D’autres sources penchent vers un coup marketing des moines du moyen-âge, possesseurs de rivières et d’étang, et désireux de vendre leur production en se garantissant un jour obligatoire de consommation par semaine. Pour les historiens plus sérieux, il s’agit d’une coutume du Moyen Âge mise en place pour des motifs de santé et de pénitence.

Il s’agissait à l’origine de faire une journée de repas maigre pour les grands de la chrétienté afin d’éviter les excès des grands repas et des « bombances » quotidiennes. Outre le caractère nutritif du poisson, permettant au corps de se reposer un peu après les repas plus lourds de la semaine, il s’agissait d’effectuer une sorte de pénitence par une privation pour garder à l’esprit les valeurs chrétiennes, entre autres, l’humilité.

Ce choix du vendredi se fait par ailleurs par rapport à la figure christique, puisque Jésus a été crucifié un vendredi. Par ailleurs Jésus et le figure du Poisson étaient déjà fréquemment associés, et il était donc logique de les réunir en ce jour du vendredi.

Ichtus = poisson

C’est donc à cause des excès de table des seigneurs du Moyen Âge, et d’une volonté de coercition de l’église, imposant des privations pour rappeler les valeurs chrétiennes, que déjà enfant j’ai subi cette obligation du poisson du vendredi.
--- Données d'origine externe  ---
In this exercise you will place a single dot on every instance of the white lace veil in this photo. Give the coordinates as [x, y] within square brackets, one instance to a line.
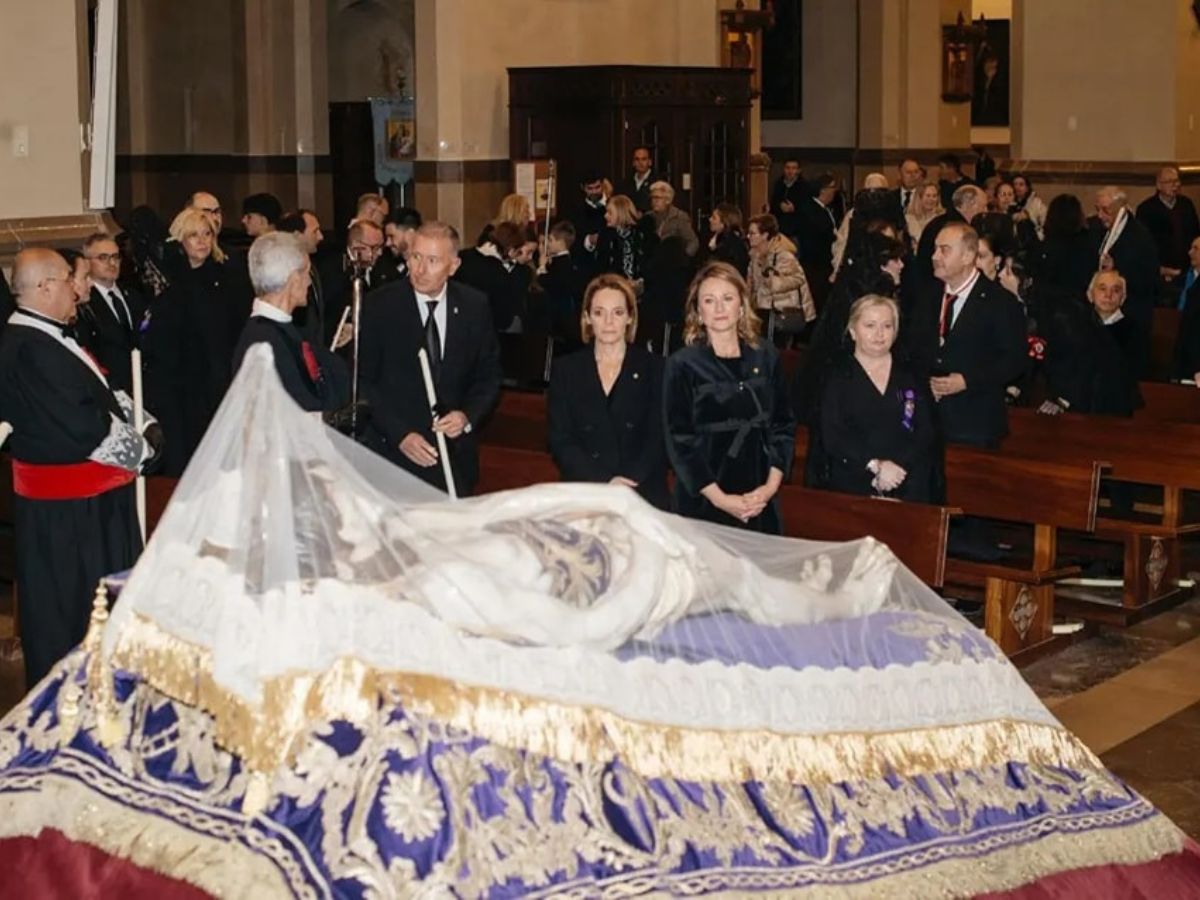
[288, 547]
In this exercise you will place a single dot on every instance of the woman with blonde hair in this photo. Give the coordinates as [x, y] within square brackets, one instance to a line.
[778, 286]
[628, 241]
[730, 430]
[605, 402]
[189, 340]
[515, 209]
[924, 207]
[877, 427]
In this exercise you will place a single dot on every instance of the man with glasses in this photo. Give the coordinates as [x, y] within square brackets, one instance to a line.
[75, 457]
[1170, 217]
[637, 189]
[364, 249]
[113, 313]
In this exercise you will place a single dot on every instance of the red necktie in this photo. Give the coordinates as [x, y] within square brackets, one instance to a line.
[310, 361]
[943, 321]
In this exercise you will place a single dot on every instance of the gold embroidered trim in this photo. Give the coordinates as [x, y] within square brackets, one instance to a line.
[216, 862]
[946, 870]
[267, 737]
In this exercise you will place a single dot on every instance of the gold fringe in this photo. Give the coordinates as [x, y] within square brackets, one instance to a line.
[265, 737]
[953, 876]
[219, 864]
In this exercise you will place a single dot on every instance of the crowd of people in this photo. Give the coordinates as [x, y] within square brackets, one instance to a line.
[918, 310]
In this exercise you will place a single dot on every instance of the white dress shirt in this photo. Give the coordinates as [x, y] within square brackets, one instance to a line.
[113, 297]
[439, 313]
[264, 310]
[960, 295]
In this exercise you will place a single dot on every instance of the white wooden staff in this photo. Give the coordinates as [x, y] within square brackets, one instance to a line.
[139, 423]
[443, 453]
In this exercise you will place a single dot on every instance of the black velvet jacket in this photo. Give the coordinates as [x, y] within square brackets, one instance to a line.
[727, 421]
[595, 437]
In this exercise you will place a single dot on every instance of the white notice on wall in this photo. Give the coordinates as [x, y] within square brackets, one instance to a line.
[526, 178]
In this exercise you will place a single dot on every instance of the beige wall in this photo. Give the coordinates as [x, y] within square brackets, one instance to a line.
[1187, 84]
[40, 90]
[465, 46]
[900, 76]
[1097, 79]
[831, 71]
[367, 42]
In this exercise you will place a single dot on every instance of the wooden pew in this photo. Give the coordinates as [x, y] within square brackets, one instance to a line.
[1047, 496]
[1147, 453]
[1163, 334]
[916, 533]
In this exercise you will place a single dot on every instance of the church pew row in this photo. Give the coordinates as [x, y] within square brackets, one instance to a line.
[1162, 454]
[1045, 496]
[1037, 493]
[916, 533]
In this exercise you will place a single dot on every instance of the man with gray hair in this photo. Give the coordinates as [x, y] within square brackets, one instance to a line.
[1171, 220]
[312, 376]
[670, 220]
[1126, 245]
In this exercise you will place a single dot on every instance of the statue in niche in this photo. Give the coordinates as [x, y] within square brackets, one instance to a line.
[393, 69]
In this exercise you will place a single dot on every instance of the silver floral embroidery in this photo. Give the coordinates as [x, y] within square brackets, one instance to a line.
[412, 805]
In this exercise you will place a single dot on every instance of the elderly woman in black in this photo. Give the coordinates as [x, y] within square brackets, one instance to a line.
[605, 401]
[876, 415]
[729, 426]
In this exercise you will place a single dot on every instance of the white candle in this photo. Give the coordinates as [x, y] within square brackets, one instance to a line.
[431, 394]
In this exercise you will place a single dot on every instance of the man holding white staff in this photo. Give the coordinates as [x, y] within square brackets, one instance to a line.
[312, 375]
[75, 459]
[453, 323]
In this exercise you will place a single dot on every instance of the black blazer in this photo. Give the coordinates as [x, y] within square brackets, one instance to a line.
[858, 424]
[1173, 231]
[390, 376]
[595, 437]
[327, 393]
[489, 276]
[107, 337]
[1135, 257]
[987, 345]
[727, 421]
[797, 193]
[731, 249]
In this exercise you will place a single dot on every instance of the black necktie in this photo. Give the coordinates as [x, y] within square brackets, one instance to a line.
[121, 310]
[432, 337]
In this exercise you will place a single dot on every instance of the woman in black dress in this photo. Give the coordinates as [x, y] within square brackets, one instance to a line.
[730, 429]
[628, 241]
[876, 415]
[605, 402]
[727, 243]
[190, 335]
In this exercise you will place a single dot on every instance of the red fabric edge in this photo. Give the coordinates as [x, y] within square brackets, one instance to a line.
[70, 481]
[53, 867]
[1173, 876]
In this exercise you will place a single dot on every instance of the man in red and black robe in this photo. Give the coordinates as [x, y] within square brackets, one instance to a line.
[75, 459]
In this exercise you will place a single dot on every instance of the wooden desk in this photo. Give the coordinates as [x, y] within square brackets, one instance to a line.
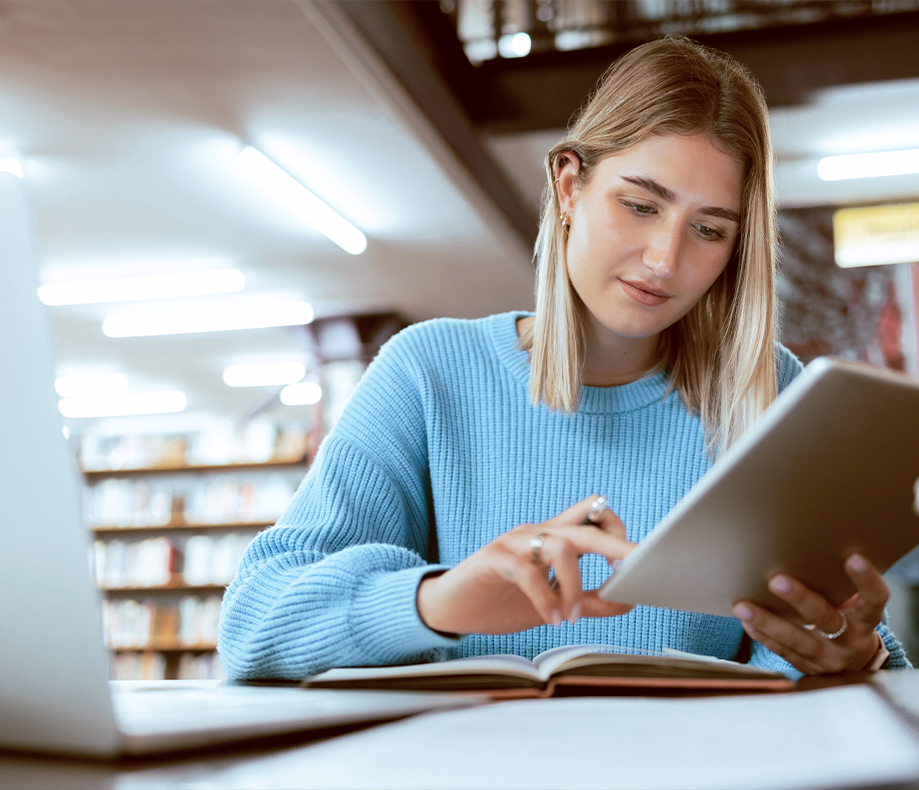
[814, 737]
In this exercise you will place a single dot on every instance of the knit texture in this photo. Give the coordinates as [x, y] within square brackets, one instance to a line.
[438, 452]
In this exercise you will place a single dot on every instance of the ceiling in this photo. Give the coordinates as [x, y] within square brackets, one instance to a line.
[128, 117]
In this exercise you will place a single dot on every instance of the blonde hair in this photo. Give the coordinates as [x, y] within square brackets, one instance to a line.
[720, 356]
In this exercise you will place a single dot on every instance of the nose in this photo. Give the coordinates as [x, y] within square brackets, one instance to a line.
[662, 252]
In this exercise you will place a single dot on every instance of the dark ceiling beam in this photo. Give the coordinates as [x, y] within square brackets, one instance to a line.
[403, 43]
[544, 91]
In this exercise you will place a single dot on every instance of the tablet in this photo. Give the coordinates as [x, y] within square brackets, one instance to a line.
[831, 468]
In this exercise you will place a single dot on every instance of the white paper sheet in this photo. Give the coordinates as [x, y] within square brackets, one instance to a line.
[843, 737]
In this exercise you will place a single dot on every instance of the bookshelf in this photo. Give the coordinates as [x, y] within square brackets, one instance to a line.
[168, 530]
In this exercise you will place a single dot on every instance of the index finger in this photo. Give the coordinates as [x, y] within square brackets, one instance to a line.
[872, 590]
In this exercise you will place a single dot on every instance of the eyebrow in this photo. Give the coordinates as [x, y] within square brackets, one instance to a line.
[656, 188]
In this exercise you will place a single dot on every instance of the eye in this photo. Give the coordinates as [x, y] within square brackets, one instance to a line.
[706, 232]
[639, 208]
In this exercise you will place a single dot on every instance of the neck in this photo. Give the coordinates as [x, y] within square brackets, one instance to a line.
[611, 360]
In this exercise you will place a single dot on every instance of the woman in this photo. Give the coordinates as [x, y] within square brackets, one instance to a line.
[432, 514]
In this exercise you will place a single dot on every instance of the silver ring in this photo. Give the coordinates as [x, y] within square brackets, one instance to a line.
[835, 634]
[536, 547]
[595, 516]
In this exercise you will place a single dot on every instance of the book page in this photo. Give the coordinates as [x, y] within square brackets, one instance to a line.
[572, 657]
[510, 665]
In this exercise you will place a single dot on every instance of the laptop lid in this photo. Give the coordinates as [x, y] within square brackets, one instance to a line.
[53, 663]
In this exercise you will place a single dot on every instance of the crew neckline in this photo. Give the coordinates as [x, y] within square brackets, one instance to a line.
[594, 400]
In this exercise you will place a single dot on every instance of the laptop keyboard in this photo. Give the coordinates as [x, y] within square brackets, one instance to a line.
[159, 708]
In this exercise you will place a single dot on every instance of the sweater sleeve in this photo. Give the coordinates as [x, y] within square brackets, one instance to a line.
[333, 583]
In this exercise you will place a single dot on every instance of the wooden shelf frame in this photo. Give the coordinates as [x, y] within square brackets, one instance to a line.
[175, 586]
[165, 647]
[159, 529]
[92, 475]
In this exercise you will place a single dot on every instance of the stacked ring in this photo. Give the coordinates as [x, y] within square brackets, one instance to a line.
[536, 547]
[836, 634]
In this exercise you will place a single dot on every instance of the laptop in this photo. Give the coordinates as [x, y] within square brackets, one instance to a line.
[830, 469]
[55, 694]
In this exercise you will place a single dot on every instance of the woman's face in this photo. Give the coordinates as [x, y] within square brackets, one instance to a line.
[651, 230]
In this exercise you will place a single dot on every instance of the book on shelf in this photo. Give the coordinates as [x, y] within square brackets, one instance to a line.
[191, 624]
[586, 666]
[157, 562]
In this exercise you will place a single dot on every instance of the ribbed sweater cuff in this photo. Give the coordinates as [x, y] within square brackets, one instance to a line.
[385, 619]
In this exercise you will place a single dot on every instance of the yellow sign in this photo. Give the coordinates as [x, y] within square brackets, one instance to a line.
[875, 235]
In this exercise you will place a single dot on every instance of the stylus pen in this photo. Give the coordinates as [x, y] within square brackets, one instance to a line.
[593, 519]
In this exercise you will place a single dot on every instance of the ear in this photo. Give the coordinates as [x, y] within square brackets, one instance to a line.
[567, 168]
Avec le temps, on a oublié les causes d’une tradition qui persiste, (c’est aussi le cas dans d’autres religions pour d’autres ukases). Les croyants continuent à imposer des règles dont ils ont oublié les raisons originales, et on continue à se battre et à mourir à cause de ces traditions devenues obsolètes, donc absurdes.

Dans leur remarquable livre « La France sous nos yeux », au Seuil, Jérôme Fourquet et Jean-Laurent Cassely révèlent la chute rapide de la pratique religieuse en France. 74% des moins de 35 ans ignorent à quoi correspond l’Ascension, et 91% la Pentecôte. La part des baptisés dans les naissances régresse de manière spectaculaire, de 76% en 1970 à 27% en 2018.

Il est évident que les raisons pour manger du poisson le vendredi sont sorties de la mémoire religieuse. N’oublions pas cependant le côté positif de ce jour consacré au poisson : maintenant que chacun dispose d’un réfrigérateur, et que les moyens de transport et de conservation frigorifiques sont sécurisés, il est bon d’en manger pour équilibrer son régime alimentaire. Et il est hautement recommandé d’en consommer, quelque soit le jour de la semaine. Il y a dans tout le pays d’excellents restaurants qui servent des turbots, des cabillauds, des raies et d’autres poissons succulents.

Mangez du poisson, du lundi au dimanche, vous respecterez ainsi la Bible et les Évangiles, qui n’imposent aucun calendrier, si vous êtes chrétien. Sinon vous vous comporterez en esprit libre.